A School District Pays Big For Fiber Connectivity

By Nicole Spector, Contributing Writer

The values of fiber connectivity has been an escalating conversation in the tech world, with particular emphasis on how it could greatly benefit Internet usage in schools. It has proven to be quicker, more reliable, and all around mightier than DSL. Policymakers have been championing fiber connectivity as a classroom must have, and some school districts, like the St. Joseph School District have been paying heed.

St. Joseph has two brand new public elementary schools that are soon to open, one at Carden Park at 16th and Duncan streets and the other at Bishop and Cook roads. Both are being built to connect to the Internet via fiber. The installation price may be seen as a longterm, upfront investment, but it sure is note coming cheap, and some outside parties are speculating whether fiber connectivity was the right thing for a public school district to put such big bucks toward. Turns out this district does not have much of a choice if it wants to continue on the path its long been headed on — one leading to total fiber connectivity. 

The company servicing the district is Suddenlink Communications, a cable broadband services provider in the United States with approximately 1.4 million subscribers that bought out St. Joseph Cablevision, which previously serviced the district. When Suddenlink acquired that firm, it promised to provide fiber optic and broadband services to the local schools for free. Though there is some hefty bucks to be handed over.  Rick Hartigan, chief operating officer for the district, told that payments to Suddenlink are "non-negotiable." But they are one-time fees.

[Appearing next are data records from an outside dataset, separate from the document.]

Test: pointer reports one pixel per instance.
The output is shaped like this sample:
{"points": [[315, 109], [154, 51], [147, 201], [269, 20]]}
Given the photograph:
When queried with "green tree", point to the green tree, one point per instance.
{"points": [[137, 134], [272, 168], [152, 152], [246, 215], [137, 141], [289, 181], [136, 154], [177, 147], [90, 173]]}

The district must pay respective fees of $41,985 and $50,640 to bring each of the two new schools into the existing fiber network, a connection process that will is slated to start in January.  The district of St. Joseph has been keen on fiber optic connectivity since at least 1995, when it applied for a U.S. Department of Commerce grant to provide the technology in schools. The district spent $486,000, and the federal grant matched that amount. Then St. Joseph Cablevision got involved and the current fiber optic system was engineered. It was a landmark occasion, as at the time, "there weren’t any urban or citywide fiber networks in the country to model after,” Hartigan says.

Despite the nearly one-hundred thousand dollars that need to be handed over to Suddenlink by St. Joseph, the district isn't doing too badly. Most of the connectivity was already paid for by Cablevision, which dropped $4 million back in the day.